According to Scott, the literature is sparse on this topic, and many hospitals simply don't have enough awareness of the problem or access to well-established solutions. When she speaks on this issue at meetings, fewer than 20 percent of audiences have heard the term “second victim.” However, Scott believes most hospitals are going to have to provide this kind of support eventually. She says the key is to have administrative support, and a process that doesn't wait for a clinician to reach out:

“Some of the 'must-haves' include needs to be available 24/7. It needs to be in the peer format, I believe, someone who is familiar with being a nurse or being a trauma surgeon or being in the operating room. It needs to be someone within their own professional ranks that can support them. They need to have some policies around how to support staff. So there might be some time away from the unit that just needs to happen so that they can regroup and kind of get back on the horse again and get back into the field of battle. They are going to need to have some time, and time is so short in healthcare. We're always going to the next patient or doing the next procedure, and so sometimes the wheels of the progress has to stop, and attention needs to be paid to the staff member, to that clinician, and give them what they need instantaneously.”

Scott says many providers have culture-reinforced resistance to getting emotional help, but it is easier to overcome this when clinical leaders share their personal experiences. Scott says that an experience early in her career with the death of a young trauma victim stays with her many years later. She says a lack of support back then, and a prevailing attitude that this shouldn't affect her made her question her fitness for the profession.

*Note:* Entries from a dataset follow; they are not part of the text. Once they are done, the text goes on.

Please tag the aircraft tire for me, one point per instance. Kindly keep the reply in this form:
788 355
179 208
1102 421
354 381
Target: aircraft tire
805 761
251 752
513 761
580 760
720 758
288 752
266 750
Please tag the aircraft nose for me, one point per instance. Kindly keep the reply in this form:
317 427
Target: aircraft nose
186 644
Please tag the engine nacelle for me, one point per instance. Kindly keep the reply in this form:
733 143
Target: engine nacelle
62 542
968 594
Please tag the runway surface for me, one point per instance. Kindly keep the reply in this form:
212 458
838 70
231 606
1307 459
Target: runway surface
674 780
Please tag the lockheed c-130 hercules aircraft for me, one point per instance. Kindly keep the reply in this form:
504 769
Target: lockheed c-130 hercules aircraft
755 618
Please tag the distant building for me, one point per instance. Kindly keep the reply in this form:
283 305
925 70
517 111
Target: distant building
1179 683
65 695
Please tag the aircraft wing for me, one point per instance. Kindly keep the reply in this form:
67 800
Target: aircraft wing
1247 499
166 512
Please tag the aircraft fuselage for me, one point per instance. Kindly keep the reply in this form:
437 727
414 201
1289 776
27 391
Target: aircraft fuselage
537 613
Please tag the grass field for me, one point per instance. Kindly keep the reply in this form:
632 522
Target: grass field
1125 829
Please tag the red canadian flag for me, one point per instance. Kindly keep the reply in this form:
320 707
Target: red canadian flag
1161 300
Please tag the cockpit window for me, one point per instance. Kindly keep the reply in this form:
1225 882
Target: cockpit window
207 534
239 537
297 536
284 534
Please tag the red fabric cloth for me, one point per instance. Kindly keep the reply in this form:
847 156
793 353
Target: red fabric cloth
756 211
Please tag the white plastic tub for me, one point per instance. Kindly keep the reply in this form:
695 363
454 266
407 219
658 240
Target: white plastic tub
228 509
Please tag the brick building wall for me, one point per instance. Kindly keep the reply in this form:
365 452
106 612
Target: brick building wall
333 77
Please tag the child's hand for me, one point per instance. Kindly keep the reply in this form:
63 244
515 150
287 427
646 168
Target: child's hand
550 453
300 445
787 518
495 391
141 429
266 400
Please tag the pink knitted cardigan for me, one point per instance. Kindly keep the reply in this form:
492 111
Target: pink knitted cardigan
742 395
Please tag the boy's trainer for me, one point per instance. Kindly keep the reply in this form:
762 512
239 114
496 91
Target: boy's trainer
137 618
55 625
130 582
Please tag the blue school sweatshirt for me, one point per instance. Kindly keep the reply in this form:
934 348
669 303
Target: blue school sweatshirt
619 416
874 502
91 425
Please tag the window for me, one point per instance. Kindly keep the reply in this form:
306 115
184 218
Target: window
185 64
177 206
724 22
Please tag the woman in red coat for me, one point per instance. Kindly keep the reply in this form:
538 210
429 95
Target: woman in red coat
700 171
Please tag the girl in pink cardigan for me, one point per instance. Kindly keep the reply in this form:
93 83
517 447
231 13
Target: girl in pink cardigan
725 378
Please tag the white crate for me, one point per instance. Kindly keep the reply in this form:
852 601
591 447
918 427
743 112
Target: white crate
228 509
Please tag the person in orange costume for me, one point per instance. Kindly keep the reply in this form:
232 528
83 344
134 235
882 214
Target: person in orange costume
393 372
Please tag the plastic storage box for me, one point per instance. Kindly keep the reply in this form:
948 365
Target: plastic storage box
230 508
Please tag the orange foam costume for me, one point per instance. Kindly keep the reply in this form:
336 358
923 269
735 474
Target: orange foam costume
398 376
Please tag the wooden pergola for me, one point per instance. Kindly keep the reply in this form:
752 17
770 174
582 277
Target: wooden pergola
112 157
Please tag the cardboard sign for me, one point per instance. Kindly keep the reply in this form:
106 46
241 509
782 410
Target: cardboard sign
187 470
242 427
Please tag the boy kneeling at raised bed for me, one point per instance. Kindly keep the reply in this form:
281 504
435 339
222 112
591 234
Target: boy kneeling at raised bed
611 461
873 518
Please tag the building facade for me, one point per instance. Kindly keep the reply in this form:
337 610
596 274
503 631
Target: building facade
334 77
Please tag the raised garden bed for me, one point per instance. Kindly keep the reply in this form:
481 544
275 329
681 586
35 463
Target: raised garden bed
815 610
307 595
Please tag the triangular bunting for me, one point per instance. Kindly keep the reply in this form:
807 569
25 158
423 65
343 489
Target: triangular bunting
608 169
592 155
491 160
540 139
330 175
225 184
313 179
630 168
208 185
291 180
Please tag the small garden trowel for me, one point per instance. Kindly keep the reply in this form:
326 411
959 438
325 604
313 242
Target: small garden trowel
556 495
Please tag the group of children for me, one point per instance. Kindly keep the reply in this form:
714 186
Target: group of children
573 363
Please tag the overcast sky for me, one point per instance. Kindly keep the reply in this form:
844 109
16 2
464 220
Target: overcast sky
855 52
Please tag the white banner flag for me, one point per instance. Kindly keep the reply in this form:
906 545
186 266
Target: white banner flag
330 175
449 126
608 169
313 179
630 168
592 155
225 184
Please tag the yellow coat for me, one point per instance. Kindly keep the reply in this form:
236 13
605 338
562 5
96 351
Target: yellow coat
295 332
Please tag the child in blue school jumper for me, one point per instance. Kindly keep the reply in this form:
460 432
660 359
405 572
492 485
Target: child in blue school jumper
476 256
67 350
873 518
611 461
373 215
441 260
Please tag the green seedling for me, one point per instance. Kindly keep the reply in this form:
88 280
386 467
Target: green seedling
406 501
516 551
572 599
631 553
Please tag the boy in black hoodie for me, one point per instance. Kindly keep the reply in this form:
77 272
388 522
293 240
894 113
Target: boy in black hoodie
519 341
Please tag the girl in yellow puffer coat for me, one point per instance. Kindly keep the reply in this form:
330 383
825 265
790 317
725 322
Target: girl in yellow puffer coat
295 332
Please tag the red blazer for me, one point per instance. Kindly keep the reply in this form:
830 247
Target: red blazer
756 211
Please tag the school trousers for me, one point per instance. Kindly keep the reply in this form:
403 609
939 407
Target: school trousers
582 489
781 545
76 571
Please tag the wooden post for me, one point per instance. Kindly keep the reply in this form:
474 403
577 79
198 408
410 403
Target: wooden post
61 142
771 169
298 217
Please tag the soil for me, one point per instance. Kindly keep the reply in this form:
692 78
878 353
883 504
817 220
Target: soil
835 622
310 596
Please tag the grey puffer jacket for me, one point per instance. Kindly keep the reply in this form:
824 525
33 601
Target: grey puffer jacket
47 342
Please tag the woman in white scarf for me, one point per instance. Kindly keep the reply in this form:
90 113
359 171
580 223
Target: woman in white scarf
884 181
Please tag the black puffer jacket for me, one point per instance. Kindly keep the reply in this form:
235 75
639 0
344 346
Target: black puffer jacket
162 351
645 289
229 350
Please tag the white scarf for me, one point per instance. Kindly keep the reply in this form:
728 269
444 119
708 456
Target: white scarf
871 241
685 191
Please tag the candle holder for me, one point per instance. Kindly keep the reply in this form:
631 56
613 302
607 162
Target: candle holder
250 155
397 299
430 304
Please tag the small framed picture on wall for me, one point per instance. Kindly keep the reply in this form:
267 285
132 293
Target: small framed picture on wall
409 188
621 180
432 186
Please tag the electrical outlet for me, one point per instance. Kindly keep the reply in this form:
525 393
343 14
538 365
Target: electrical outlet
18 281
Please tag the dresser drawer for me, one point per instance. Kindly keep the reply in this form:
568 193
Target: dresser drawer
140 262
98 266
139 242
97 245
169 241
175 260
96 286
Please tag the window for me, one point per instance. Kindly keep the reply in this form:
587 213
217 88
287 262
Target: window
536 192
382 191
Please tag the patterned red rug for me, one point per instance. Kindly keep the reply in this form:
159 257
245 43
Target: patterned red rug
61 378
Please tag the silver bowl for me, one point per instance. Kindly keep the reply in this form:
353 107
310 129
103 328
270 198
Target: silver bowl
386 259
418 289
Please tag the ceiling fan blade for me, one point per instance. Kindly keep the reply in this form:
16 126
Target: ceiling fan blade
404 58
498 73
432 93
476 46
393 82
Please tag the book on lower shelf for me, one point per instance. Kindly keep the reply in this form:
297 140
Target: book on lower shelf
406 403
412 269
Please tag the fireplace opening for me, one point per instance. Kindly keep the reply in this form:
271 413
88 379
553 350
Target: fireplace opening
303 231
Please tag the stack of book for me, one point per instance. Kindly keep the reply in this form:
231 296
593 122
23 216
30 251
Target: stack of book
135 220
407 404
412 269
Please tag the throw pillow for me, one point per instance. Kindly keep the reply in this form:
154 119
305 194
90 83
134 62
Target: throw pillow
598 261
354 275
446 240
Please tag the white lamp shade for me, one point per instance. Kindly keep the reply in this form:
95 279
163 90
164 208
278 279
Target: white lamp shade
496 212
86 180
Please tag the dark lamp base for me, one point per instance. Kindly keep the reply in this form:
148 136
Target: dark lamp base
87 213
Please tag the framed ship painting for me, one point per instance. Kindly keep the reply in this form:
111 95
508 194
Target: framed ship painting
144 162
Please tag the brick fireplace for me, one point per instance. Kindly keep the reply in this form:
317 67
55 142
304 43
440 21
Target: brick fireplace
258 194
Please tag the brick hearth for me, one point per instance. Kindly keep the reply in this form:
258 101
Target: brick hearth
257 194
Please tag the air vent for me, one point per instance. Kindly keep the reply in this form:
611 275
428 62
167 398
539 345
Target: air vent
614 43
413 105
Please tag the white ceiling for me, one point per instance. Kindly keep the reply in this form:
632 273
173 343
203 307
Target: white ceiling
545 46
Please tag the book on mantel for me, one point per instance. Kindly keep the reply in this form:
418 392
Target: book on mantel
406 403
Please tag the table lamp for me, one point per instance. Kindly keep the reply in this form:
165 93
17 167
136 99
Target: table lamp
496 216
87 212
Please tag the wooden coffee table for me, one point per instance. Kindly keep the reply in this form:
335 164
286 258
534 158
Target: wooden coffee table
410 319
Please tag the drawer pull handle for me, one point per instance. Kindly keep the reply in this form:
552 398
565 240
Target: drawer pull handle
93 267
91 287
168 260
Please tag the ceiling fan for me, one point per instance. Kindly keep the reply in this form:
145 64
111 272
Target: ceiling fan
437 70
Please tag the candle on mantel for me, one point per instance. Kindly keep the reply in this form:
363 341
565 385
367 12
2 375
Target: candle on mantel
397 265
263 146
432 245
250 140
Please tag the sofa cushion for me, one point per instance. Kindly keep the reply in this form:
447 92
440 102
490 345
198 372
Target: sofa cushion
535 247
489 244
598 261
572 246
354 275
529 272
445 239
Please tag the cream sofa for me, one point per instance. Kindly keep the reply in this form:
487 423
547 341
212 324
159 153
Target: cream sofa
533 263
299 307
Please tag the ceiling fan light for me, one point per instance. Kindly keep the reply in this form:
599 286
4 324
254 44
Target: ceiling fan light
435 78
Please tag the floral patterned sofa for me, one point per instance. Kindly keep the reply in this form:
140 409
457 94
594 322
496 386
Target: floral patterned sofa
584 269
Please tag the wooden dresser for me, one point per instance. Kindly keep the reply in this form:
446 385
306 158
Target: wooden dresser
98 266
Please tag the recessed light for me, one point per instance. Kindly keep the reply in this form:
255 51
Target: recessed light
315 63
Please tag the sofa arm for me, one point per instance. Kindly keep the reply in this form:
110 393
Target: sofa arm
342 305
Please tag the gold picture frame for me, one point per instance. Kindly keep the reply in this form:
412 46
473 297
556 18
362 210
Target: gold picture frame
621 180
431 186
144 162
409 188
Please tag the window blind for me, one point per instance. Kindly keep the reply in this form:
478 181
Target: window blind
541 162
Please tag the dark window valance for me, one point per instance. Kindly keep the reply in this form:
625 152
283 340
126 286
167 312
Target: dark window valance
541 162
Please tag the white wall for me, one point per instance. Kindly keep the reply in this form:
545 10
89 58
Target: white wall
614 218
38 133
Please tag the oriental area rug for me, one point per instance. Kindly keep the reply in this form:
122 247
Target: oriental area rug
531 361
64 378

Dr. Hahn-Cover has her own experiences:

“I've been in my profession for 10 years, and I can count seven experiences that still live with me, some more than others, the more recent more than the older ones, but all of them, I can call up specific details. I can tell you where I was when I learned about the problem. I can tell you where I was when I talked with my husband or with my boss about the event. They are very vivid, and I think even still, even though I have some distance on each of them, even still lead me to wonder am I good enough to be in this job? And that's a very typical feeling, typical response. I think the other thing that I have certainly experienced and I have heard—when I have made interventions to other physicians they have said to me—I think we all have the feeling that we see what happened, understand what happened and move on. But it really can take quite some time. For one of the most potent experiences in my career thus far, it probably took me three to four months before this scenario wasn't on my mind during any quiet moment that my mind had.”

Dr. Hahn-Cover mentions that concerns about confidentiality and liability are reduced by the training of peer supporters. They do not talk about clinical details of the case with an affected provider, but they focus on how the provider is coping with the impact on them.

If a case involves a potential error, the event is still investigated. But she believes the hospital has a duty to support clinicians through that process as well.